Here, the petition alleged that the respondent committed acts which, if committed by an adult, would constitute the crimes of riot in the second degree (Penal Law § 240.05) and unlawful assembly (Penal Law § 240.10). In a supporting affidavit, the arresting officer stated that, on a public street in Brooklyn, he observed two large groups of individuals, one of which included the respondent, facing each other and “threatening” each other. The officer affirmed that some individuals were “reaching for *1120their waistbands,” and other individuals possessed a golf club, a broomstick, and a belt.

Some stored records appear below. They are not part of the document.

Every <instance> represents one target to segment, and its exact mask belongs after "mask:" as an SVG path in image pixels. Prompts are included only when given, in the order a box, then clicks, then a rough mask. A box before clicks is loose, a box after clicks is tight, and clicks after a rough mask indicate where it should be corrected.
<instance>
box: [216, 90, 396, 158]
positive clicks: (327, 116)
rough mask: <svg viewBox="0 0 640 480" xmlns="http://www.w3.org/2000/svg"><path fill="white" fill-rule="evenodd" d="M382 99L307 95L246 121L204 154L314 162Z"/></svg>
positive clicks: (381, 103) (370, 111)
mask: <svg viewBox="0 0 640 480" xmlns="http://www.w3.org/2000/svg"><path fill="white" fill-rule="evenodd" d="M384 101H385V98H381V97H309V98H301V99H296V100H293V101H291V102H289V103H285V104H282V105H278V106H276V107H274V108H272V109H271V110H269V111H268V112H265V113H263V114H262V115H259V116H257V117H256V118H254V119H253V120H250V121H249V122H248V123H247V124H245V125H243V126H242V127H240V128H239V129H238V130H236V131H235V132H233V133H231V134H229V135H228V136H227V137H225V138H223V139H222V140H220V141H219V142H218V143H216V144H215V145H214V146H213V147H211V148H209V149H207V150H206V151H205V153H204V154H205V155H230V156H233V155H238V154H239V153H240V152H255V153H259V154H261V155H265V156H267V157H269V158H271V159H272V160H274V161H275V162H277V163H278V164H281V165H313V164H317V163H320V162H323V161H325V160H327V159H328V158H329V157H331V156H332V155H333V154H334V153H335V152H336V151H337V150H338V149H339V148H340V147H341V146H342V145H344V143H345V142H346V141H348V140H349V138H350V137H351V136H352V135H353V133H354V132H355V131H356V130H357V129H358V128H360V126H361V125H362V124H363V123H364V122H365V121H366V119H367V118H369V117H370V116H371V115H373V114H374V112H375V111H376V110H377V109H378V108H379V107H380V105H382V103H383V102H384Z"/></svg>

When the police attempted to disperse the groups, one individual threw a glass bottle, which shattered on the ground near the police.

These allegations were facially insufficient as to the charge against the respondent of riot in the second degree because they failed to state any act of tumultuous or violent conduct engaged in by him. Moreover, because the petition merely alleged that the respondent was present at the scene, and did not allege facts specific to the respondent from which it may be inferred that he shared a community of purpose with others to engage in violent and tumultuous conduct, the requirements for accessorial liability were not met (see Penal Law § 20.00; People v La Belle, 18 NY2d 405, 412 [1966]; People v White, 178 AD2d 452, 453 [1991]; People v Cummings, 131 AD2d 865, 866-867 [1987]). Accordingly, the count alleging riot in the second degree was properly dismissed.

The petition was also facially insufficient as to the count alleging unlawful assembly. Other than the respondent’s mere presence at the scene, there are no specific allegations that link him to the conduct and purpose of the group and nothing alleged that supports an inference that he shared a community of purpose with others to engage in or prepare to engage in tumultuous and violent conduct (see Penal Law § 20.00; People v La Belle, 18 NY2d 405 [1966]; cf. Matter of Barbara M., 298 AD2d 288 [2002]; Matter of Donovan B., 278 AD2d 95, 95-96 [2000]).

Accordingly, the Family Court properly dismissed the petition for facial insufficiency. Skelos, J.P, Florio, Eng and Roman, JJ., concur. [Prior Case History: 29 Misc 3d 1096.]